Fenômeno, que funciona como um ‘sistema imunológico psicológico’, ocorre quando não é possível conquistar o que se deseja, então mente sintetiza a satisfação
A felicidadeode estar em qualquer lugar. Até naquela pedra no caminho. Até na tragédia. Essa é a teoria do doutor em psicologia social e autor do best-seller “O que Nos Faz Felizes”, Daniel Gilbert. Ele, que é professor do curso de psicologia em Harvard, acredita que o corpo pode produzir felicidade a partir da realidade. E a ciência comprova.
Gilbert descobriu que o cérebro possui uma espécie de “sistema imunológico psicológico”. “É um sistema cognitivo de processos, principalmente inconscientes, que ajuda as pessoas a mudarem suas percepções para que elas se sintam melhores no mundo em que estão inseridas. Nós sintetizamos a felicidade (no cérebro)”, comenta o pesquisador em sua palestra no TED, que já tem mais de 13 milhões de visualizações.
Foi provavelmente esse sistema que agiu para que a designer Amanda Ferrari*, 52, conseguisse superar a perda de um emprego e continuasse a ser feliz, mesmo depois desse contratempo. “Trabalhei 15 anos em uma empresa e tive Lesão por Esforço Repetitivo (LER). Fiquei de licença, e, quando voltei, eles me mandaram embora. Tive um período de luto, mas hoje eu tenho certeza de que foi o melhor que poderia ter me acontecido”, acredita.
Amanda se considera uma pessoa resiliente. Ela diz conseguir lidar bem com as situações, até quando o cenário não é exatamente como ela gostaria. “Atribuo muito disso ao fator de confiar que Deus tem o melhor para mim. Eu coloco toda a minha vida diante de Deus e faço toda a minha parte. Se eu fiz tudo, e Ele não permitiu (que a coisa acontecesse), é porque Ele tem alguma coisa muito melhor para mim”, afirma.
Felicidades.Segundo o pesquisador Daniel Gilbert, existem dois tipos diferentes de felicidade: a natural e a sintética. “Felicidade natural é o que acontece quando nós conseguimos o que queremos. Felicidade sintética é o que nós fazemos quando não conseguimos o que queremos”, explica ele.
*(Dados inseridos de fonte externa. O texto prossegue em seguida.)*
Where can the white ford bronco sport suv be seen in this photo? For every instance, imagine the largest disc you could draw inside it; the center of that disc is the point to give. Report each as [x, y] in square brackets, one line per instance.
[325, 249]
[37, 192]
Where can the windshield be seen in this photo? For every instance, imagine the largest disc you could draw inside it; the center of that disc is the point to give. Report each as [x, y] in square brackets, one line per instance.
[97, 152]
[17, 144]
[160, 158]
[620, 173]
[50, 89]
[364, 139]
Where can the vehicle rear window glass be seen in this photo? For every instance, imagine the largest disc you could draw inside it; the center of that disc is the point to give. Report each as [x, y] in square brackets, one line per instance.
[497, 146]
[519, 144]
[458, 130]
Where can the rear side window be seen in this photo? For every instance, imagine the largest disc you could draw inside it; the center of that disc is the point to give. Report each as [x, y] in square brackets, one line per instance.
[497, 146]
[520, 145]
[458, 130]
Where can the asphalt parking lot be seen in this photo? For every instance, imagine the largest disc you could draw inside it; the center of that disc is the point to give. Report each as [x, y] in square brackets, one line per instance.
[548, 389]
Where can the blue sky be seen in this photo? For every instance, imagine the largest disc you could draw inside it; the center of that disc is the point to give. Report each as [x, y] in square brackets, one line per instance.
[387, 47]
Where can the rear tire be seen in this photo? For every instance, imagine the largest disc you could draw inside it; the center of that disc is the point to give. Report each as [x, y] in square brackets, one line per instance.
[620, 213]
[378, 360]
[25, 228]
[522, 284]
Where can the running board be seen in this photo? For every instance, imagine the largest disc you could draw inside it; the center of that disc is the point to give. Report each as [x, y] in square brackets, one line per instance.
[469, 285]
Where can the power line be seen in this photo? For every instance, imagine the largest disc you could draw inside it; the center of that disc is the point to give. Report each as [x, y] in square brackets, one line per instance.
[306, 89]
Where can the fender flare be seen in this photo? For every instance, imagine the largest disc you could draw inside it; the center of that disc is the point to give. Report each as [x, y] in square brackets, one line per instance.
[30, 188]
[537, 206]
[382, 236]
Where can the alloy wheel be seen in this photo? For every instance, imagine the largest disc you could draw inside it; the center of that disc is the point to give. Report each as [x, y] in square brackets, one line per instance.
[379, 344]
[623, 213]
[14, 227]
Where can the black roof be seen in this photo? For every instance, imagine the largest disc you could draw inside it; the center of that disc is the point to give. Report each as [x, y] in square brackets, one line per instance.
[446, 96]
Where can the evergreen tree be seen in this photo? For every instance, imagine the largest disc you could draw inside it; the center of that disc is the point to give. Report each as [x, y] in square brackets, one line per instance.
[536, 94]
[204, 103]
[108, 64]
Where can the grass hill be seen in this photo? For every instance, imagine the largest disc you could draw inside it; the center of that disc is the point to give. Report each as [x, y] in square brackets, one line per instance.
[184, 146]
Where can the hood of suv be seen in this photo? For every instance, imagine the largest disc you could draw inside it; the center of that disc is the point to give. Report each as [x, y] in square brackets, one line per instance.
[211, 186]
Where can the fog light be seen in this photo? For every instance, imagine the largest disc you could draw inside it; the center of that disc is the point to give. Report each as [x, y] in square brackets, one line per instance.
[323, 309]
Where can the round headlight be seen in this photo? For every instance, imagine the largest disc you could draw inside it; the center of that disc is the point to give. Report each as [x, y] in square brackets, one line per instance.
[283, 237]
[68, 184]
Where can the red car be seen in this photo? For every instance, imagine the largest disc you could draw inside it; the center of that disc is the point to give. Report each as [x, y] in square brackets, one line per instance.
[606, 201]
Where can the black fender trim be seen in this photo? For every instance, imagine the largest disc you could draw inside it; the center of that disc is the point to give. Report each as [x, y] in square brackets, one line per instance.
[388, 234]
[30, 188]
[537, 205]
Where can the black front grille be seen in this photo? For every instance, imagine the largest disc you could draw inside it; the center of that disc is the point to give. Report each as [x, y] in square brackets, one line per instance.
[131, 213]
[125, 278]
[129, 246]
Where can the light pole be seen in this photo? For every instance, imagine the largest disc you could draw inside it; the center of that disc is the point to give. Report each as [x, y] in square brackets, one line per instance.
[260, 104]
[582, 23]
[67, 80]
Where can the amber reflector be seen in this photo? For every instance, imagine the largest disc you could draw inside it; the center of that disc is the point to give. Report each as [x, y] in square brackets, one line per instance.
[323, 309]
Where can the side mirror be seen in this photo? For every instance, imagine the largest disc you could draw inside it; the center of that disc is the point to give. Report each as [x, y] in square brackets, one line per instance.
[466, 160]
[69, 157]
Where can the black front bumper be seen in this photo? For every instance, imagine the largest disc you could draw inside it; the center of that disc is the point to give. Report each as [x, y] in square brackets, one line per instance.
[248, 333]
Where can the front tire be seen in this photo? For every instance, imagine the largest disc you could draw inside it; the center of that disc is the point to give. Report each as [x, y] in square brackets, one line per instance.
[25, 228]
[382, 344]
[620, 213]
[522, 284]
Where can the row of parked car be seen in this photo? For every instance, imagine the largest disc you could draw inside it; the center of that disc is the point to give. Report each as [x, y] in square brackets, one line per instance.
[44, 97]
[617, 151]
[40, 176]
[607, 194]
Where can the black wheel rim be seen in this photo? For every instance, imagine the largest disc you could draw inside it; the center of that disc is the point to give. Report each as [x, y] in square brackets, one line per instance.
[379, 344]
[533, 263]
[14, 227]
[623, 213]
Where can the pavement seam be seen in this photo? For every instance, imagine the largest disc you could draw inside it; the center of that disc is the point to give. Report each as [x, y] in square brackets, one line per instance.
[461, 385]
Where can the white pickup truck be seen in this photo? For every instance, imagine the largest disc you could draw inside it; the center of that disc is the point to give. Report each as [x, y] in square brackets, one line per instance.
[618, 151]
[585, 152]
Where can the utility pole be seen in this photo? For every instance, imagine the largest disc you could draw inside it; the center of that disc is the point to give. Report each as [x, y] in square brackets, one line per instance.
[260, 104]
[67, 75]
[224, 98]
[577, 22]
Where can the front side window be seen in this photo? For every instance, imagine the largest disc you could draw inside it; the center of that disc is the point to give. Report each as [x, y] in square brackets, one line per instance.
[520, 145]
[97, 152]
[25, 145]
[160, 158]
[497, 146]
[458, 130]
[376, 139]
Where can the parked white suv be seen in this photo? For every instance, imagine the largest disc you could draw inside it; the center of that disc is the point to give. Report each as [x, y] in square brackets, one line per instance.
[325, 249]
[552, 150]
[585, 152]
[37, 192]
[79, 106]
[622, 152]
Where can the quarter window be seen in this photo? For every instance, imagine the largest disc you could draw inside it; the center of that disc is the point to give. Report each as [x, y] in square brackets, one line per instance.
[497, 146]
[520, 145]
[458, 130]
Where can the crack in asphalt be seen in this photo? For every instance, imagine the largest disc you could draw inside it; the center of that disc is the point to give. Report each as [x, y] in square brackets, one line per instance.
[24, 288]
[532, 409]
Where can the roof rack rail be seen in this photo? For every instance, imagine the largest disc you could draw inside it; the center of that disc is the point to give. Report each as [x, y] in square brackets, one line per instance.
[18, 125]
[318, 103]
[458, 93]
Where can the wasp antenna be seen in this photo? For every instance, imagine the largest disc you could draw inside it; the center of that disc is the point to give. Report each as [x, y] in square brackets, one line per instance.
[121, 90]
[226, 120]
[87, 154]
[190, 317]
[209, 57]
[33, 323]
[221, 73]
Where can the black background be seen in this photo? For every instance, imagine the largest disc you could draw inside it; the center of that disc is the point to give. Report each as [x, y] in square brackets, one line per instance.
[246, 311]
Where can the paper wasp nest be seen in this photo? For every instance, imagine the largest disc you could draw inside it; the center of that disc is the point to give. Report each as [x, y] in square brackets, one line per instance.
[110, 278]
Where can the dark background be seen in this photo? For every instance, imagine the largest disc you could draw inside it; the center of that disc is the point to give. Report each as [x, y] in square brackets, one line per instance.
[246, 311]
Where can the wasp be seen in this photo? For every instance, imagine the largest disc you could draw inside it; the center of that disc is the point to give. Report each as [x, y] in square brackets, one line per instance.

Ambos os tipos de felicidade são genuínos, reais e duradouros. Gilbert conduziu um experimento com pessoas que sofrem de perda de memória recente. Em um primeiro momento, ele apresentou a esses pacientes pôsteres com seis quadros de Monet e pediu para que eles classificassem de acordo com seu gosto pessoal, sendo 1 o que gostavam mais, e 5 o que gostavam menos. Depois, ele dava de presente o quadro 4 da escala de preferência para os pacientes. Mas o brinde não era entregue na hora.
Meia hora depois, quando os pacientes com amnésia já haviam se esquecido da primeira parte do experimento, ele voltava ao quarto, apresentava novamente os quadros e pedia para que eles organizassem de novo de acordo com suas preferências. O resultado foi que, mesmo sem lembrar que haviam ganhado o quadro de presente, os pacientes o colocaram mais à frente na escala de sua preferência.
“O que essas pessoas fizeram ao sintetizar a felicidade foi verdadeiramente mudar suas reações afetivas, hedonísticas e estéticas sobre o pôster. Eles não estão dizendo que gostam mais do pôster porque o ganharam – eles nem se lembram que ganharam”, diz o pesquisador.
Apesar das evidências, a sociedade ocidental tende a acreditar que a felicidade sintética é, de alguma forma, menos valiosa que a natural. A origem dessa crença, de acordo com Gilbert, está na sociedade de consumo. “Que tipo de máquina econômica continuaria girando se nós acreditássemos que não ter o que queremos pode nos fazer tão felizes quanto ter?”, provoca.
“Quando nossa ambição é contida, ela nos leva a trabalhar com prazer. Quando nossa ambição é ilimitada, nos leva a enganar, roubar, ferir os outros, sacrificar coisas que são realmente valiosas. Quando nosso medo é contido, somos prudentes, cautelosos. Quando nossos medos são ilimitados e reforçados, nós somos irresponsáveis e covardes”, analisa Gilbert. Para ele, a felicidade se encontra em algum lugar entre esses extremos.